Tony Douglas

Personal information
- Date of birth: August 16, 1952 (age 73)
- Place of birth: Point Fortin, Trinidad and Tobago
- Position: Forward

Senior career*
- Years: Team / Apps / (Gls)
- 1974–1975: Los Angeles Aztecs / 36 / (10)
- 1976: San Jose Earthquakes / 0 / (0)
- 1976: → Utah Golden Spikers (loan) / 17 / (7)
- 1977–1978: California Sunshine / 41 / (24)
- 1978–1979: Cleveland Force (indoor) / 4 / (1)
- 1980–1982: Maccabi Los Angeles / ? / (?)

International career
- Trinidad & Tobago / 7 / (1)

= Tony Douglas (footballer) =

Trinidad and Tobago footballer (born 1952)

Anthony Douglas (born August 16, 1952) is a Trinidad and Tobago footballer professional footballer who played as a forward. He spent his professional career in the United States, playing in the North American Soccer League, American Soccer League and Major Indoor Soccer League. He earned seven caps, scoring one goal, with the Trinidad & Tobago national team.

==Career==
Douglas was born in Point Fortin, Trinidad.

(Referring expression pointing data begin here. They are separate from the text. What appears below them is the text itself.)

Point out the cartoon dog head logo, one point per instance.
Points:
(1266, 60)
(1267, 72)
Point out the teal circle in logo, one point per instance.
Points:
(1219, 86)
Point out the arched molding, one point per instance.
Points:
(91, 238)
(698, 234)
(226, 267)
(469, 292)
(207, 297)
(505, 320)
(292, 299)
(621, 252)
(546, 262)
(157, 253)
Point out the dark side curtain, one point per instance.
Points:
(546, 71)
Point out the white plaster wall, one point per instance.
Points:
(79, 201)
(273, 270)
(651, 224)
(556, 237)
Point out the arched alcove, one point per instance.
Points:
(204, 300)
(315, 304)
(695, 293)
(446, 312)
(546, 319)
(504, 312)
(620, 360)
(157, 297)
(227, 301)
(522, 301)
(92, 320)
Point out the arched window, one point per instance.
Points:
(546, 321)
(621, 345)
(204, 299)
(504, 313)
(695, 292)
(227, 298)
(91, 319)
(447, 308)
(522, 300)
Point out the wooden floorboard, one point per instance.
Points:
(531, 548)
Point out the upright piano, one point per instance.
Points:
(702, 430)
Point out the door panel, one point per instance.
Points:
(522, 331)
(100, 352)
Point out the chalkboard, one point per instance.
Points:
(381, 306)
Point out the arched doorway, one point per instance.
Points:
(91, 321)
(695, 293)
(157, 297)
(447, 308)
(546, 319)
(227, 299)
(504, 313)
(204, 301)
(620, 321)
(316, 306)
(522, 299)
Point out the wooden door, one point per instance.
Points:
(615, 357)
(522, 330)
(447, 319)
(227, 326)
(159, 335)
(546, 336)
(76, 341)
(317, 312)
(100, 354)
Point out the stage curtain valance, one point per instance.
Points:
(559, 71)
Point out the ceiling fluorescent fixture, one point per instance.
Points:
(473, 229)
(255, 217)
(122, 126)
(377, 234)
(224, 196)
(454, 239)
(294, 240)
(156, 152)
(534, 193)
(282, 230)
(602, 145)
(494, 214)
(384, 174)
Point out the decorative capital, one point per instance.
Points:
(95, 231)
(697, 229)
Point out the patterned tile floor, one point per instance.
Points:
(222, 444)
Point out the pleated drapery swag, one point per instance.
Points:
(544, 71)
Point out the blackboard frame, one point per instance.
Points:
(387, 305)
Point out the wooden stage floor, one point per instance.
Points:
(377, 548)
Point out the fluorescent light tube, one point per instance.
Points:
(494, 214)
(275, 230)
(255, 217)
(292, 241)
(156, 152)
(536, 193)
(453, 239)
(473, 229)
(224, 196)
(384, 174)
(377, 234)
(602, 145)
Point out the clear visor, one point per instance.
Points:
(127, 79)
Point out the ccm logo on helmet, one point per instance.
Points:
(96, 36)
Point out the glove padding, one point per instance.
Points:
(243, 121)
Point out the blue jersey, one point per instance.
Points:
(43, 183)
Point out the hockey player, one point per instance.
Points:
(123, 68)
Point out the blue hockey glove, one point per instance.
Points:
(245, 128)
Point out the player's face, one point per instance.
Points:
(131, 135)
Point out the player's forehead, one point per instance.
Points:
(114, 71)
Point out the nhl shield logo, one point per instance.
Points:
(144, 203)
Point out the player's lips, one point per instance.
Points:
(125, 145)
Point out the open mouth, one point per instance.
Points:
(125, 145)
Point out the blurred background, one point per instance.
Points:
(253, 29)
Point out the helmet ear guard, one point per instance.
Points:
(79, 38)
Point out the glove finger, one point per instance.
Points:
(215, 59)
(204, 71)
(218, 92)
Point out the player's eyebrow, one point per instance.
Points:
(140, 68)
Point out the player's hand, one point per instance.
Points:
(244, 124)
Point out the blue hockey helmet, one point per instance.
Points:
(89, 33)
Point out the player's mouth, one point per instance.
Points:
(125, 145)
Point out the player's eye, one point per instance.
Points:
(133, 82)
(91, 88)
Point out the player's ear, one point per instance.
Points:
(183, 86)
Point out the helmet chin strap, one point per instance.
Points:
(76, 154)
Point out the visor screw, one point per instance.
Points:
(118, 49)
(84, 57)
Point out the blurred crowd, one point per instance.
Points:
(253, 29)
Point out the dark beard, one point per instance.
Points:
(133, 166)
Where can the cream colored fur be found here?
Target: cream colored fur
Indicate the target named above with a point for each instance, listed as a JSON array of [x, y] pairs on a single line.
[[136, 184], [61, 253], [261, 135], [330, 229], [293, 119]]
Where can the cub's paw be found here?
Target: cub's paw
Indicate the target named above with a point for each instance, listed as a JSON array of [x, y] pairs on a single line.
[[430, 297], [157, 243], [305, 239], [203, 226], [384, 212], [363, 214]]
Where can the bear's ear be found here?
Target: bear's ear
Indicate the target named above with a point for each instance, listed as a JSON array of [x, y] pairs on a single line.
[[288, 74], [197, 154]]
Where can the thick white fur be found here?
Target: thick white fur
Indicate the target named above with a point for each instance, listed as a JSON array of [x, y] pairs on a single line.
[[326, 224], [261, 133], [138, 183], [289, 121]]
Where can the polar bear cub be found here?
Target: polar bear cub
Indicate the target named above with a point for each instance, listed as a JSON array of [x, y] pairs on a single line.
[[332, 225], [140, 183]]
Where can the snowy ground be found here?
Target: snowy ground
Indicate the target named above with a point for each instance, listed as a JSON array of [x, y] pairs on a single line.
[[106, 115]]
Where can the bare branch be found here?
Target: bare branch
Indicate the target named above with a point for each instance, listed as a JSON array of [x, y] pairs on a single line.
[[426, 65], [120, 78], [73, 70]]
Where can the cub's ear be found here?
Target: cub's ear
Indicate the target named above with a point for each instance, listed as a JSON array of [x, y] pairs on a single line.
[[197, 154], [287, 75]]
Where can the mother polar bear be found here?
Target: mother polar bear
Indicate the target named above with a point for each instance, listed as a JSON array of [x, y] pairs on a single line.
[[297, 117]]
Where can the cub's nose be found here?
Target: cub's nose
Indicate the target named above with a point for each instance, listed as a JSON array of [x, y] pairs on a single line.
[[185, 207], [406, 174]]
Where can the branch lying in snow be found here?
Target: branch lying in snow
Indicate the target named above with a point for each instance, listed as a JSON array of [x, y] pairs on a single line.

In 1974, Douglas signed with the Los Angeles Aztecs of the North American Soccer League. As the fifth shooter, he converted on the game-winning penalty kick for the Aztecs in the 1974 NASL Championship Final. There was a bit of controversy on the play, as he actually missed on his first attempt; the referee however granted him a re-kick after judging Miami goalkeeper Osvaldo Toriani to have come off his line early. In 1976, the Aztecs traded Douglas to the San Jose Earthquakes in exchange for Laurie Calloway. The Earthquakes then sent him on loan to the Utah Golden Spikers of the American Soccer League.

In 1977, he moved to the ASL's California Sunshine for two seasons, then, in the winter of 1978–79, played for the Cleveland Force of the Major Indoor Soccer League. In 1980, Douglas returned to outdoor soccer (and to Southern California) to play for Maccabi Los Angeles. Douglas played three seasons for Maccabi, leading them to the final of the National Challenge Cup each year from 1980 to 1982, winning the Cup in 1981. When Maccabi folded after the 1982 season, Douglas retired.